Principal Issues: Where an agreement with the Canadian competent authority entered into pursuant to paragraph 5 of Article XXIX provides that a US S Corporation is a controlled foreign affiliate as defined in subsection 95(1) (“CFA”) of an individual, is a deduction from income under subsection 91(5) or any other provision available in respect of a dividend paid after the cancellation of the agreement? In particular, is a deduction available in respect of a dividend paid by a US S corporation where, at the time of the dividend payment, the US S corporation was either i) a CFA of the individual; or ii) not a foreign affiliate as defined in subsection 95(1) of the individual. Would the adjusted cost base (“ACB”) of the shares of the US S corporation to the shareholder be reduced?
Position: In the circumstances, i) the dividend would be deductible and the ACB of the shares would be reduced and ii).

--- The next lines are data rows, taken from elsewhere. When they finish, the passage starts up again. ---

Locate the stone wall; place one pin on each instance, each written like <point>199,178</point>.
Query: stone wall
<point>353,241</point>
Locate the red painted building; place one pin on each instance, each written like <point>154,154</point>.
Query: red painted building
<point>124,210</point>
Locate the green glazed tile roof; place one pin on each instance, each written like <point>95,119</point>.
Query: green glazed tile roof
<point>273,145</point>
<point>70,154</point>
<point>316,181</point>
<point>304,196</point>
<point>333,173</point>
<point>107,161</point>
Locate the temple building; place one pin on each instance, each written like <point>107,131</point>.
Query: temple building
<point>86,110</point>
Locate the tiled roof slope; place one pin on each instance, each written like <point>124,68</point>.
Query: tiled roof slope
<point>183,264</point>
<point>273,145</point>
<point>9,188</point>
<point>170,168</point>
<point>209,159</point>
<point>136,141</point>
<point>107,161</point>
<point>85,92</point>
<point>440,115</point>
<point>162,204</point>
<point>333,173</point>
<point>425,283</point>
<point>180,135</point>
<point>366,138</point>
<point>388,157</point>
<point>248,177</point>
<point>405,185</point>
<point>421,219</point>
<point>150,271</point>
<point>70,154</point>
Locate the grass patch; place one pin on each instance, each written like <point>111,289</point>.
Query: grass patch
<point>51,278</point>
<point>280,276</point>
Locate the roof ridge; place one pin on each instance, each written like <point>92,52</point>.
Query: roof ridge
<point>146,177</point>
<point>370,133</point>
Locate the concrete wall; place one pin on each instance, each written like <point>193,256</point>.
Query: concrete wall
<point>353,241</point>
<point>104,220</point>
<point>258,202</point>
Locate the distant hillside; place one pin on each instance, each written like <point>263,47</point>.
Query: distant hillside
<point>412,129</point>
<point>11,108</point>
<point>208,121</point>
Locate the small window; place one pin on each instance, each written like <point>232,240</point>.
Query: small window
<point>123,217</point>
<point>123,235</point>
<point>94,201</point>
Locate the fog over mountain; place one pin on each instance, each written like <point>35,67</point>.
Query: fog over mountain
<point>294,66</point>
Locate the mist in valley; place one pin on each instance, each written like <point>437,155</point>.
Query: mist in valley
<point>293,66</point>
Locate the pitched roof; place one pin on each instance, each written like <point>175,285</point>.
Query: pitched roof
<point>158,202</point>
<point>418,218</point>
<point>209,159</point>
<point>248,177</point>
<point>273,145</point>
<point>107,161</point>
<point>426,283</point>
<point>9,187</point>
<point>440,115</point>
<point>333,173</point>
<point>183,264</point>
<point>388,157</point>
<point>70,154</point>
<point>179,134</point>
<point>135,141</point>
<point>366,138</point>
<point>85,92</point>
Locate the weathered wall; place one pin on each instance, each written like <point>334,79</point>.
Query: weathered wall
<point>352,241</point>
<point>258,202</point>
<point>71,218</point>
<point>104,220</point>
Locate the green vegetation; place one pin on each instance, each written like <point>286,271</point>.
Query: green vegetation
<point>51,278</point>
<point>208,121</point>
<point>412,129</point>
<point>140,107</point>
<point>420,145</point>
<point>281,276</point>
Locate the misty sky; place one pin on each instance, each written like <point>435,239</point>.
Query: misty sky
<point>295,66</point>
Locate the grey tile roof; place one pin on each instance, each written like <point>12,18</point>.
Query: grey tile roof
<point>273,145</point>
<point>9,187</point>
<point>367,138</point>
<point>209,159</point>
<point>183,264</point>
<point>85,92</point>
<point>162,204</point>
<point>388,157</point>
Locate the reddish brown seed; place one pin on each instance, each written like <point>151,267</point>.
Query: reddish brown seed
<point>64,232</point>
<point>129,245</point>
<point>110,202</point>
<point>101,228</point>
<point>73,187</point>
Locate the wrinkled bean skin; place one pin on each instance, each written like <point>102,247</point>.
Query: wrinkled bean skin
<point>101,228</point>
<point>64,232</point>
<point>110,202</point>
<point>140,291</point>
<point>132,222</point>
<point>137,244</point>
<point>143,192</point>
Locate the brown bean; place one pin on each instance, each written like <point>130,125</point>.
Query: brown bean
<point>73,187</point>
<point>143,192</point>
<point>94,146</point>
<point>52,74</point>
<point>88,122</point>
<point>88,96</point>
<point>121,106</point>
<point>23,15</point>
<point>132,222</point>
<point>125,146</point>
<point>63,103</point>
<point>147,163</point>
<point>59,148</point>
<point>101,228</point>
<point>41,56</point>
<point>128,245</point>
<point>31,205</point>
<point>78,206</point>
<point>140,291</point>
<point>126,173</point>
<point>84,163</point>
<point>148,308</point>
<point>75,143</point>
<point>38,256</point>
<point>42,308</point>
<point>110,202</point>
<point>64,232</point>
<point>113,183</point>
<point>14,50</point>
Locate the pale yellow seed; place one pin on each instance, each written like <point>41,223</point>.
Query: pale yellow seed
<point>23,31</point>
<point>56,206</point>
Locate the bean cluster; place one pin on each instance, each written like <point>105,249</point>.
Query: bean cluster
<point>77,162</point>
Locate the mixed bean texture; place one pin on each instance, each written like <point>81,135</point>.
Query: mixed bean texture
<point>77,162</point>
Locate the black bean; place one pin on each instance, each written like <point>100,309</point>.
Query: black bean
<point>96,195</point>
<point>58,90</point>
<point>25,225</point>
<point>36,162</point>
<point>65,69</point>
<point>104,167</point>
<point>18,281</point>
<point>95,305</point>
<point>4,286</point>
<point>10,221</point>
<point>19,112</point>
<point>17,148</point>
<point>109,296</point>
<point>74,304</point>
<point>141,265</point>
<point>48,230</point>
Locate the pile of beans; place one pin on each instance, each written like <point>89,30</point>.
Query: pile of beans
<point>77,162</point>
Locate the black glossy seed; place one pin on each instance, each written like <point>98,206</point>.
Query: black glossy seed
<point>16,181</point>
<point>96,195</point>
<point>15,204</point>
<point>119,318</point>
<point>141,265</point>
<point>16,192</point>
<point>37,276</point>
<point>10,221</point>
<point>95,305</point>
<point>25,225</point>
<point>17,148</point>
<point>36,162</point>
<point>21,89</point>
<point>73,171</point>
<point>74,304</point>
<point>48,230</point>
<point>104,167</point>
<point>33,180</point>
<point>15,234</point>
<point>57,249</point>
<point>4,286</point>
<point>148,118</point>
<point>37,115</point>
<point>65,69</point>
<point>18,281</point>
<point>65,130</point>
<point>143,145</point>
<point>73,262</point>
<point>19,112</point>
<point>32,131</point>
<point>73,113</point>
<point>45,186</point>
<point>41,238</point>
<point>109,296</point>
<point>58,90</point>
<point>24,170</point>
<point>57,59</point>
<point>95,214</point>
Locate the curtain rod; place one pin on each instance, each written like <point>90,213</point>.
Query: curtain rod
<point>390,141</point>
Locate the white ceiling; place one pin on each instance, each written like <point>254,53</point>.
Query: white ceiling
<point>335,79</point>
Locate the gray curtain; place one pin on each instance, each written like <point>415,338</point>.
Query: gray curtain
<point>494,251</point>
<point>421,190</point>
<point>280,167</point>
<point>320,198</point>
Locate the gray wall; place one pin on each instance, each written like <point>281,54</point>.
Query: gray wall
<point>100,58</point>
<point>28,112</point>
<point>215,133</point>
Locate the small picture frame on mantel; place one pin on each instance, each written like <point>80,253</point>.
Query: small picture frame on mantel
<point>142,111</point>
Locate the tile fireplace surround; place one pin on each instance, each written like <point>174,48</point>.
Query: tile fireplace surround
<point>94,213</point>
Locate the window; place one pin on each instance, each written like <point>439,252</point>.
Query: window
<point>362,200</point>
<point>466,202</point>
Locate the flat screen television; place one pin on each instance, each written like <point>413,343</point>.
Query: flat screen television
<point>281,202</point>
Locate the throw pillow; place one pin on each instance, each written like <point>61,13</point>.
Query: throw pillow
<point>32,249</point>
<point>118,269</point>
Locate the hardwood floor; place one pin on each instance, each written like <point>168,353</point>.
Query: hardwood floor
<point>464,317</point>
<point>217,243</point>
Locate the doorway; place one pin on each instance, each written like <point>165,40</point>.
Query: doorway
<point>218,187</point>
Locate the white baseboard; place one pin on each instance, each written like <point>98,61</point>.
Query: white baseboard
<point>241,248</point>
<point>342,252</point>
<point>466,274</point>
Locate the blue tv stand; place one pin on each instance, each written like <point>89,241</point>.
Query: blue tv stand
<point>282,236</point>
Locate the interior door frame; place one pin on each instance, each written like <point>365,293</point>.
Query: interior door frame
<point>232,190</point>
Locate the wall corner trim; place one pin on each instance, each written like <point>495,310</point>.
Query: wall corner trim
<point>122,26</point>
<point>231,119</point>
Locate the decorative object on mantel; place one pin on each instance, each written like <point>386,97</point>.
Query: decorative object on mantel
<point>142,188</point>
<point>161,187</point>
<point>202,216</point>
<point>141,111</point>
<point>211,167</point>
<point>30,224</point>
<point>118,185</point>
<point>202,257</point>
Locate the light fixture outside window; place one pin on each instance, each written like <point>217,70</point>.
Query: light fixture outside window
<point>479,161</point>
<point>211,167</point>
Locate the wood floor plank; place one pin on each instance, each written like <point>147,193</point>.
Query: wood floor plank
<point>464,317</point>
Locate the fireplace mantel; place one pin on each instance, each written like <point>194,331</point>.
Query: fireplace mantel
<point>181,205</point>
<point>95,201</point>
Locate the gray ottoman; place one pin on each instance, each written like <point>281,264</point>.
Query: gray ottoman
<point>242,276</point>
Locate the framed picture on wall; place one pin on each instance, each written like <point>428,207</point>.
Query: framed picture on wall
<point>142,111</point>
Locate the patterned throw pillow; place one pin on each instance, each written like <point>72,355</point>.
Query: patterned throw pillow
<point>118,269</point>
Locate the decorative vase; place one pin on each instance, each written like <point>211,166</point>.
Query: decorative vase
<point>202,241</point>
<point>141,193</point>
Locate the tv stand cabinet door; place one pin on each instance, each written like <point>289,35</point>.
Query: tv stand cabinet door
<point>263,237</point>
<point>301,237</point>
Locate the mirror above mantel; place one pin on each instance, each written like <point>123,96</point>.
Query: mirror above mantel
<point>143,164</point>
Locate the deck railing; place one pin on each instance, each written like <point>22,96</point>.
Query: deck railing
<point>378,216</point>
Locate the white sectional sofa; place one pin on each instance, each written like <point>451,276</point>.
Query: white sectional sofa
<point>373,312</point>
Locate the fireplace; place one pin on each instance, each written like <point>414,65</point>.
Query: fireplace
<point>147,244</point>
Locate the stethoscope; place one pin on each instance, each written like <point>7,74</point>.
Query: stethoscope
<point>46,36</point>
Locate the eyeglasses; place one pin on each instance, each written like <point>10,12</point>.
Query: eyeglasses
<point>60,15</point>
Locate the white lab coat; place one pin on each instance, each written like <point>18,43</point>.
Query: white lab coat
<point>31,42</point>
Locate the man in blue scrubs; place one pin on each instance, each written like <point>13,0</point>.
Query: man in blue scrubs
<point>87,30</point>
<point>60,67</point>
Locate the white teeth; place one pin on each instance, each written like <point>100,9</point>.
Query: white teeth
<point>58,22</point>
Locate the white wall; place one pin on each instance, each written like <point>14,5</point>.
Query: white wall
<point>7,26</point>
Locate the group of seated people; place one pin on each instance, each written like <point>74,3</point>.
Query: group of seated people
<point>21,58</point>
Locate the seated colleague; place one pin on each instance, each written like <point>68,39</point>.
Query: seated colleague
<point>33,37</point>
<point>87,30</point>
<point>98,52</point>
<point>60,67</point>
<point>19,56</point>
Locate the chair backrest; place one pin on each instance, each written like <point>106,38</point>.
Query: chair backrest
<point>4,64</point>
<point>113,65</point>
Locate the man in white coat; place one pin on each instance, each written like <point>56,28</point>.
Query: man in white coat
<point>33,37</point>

Reasons: i) A deduction under subsection 91(5) would be available as the S corporation is a controlled foreign affiliate of the individual at all times and the dividend paid after the expiry of the agreement is prescribed to have been paid from its taxable surplus under subsection 5900(3) of the Regulations and a corresponding adjustment to the ACB would result from that. ii) A deduction under subsection 91(5) would not be available given that the S corporation is not a foreign affiliate of the individual at the time of the dividend payment and the dividend paid after the expiry of the agreement is not prescribed to have been paid from taxable surplus under subsection 5900(3) of the Regulations, hence the ACB would not be adjusted. Subsection 248(28) would not apply because the FAPI inclusion and the amount of the dividend received.